# Generalized linear (mixed) models, autumn 2022

## Messages

Februar 16: Note to self (or whoever takes over this course).

December 2: Preliminary solution to todays exam.

November 25: I have booked F3 from 9-15 on Wednesday, November 30 for "spørredag" (questionday) before the exam. I'll be available to answer any question you have before the exam. If I'm not there send me an email or text message (99705519).

You may want to read the frontpage of the exam now. Although R and Rstudio is available at the PCs at the exam facilities there will be no need for R beyond looking up quantiles or probabilities associated with certain distributions that are not given in Tabeller og formler i statistikk.

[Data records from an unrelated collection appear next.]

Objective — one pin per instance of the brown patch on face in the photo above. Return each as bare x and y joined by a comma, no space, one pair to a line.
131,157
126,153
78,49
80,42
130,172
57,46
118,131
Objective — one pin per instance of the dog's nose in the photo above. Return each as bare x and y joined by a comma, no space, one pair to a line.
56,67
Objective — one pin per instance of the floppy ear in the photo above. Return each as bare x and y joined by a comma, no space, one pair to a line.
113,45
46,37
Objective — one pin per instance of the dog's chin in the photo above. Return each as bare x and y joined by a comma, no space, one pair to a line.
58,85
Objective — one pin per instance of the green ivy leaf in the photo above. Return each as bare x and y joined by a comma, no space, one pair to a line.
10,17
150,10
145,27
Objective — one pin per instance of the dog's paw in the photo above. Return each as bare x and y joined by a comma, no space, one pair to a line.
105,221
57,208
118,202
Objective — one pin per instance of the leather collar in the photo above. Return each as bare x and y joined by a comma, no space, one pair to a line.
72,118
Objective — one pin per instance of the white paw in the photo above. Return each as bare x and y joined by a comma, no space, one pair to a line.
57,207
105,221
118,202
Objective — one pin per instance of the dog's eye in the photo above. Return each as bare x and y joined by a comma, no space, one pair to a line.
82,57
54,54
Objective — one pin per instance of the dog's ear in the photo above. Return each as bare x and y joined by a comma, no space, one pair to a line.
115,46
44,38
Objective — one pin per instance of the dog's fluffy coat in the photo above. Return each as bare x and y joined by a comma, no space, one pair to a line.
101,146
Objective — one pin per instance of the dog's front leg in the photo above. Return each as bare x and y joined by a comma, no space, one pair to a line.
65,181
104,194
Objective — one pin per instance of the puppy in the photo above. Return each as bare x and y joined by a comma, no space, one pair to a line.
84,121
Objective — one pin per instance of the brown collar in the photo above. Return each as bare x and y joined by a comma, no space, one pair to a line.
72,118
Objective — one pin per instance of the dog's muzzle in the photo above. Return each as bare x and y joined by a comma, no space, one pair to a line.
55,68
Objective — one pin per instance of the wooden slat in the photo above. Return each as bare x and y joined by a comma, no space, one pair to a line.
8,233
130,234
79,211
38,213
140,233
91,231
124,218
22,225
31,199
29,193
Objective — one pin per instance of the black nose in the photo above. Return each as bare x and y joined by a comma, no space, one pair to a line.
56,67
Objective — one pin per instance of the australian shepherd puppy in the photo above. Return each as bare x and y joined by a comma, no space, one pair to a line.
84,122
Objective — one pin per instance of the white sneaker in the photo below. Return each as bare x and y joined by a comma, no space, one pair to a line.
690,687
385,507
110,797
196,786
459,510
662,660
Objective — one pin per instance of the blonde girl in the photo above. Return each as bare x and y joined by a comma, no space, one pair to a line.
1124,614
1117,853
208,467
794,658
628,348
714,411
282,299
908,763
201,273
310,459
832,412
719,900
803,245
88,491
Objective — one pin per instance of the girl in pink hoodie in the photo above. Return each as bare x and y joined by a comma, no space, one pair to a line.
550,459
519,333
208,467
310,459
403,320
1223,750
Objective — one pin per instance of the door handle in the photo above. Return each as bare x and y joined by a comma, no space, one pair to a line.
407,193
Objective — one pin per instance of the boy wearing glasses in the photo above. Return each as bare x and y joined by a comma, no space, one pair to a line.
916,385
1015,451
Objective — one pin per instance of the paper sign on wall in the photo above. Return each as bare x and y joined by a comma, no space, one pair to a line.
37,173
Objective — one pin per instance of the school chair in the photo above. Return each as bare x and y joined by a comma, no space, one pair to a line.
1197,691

If you plan to use the Wacom Pen Display, make sure you are familiar with Microsoft OneNote that you need to use to write your answers. The exam office has also made this guide. Alternatively you can write on paper so bring a pencil and eraser.

A general tip for the exam is to make sure that you're able to state the assumptions of different models in suitable, consise and precise mathematical notation (different possibilities are discussed several places in the lecture notes). For example, describing a logistic regression model by stating that $\operatorname{logit}y_i = \beta_0 + \beta_1 x_1 + \epsilon_i$ would be wrong for several reasons. Why?

## Practical information

Lectures: See Course information.

In addition we will provide guidance for the projects via the Discourse forum and at the computer lab (Banachrommet) on the third floor.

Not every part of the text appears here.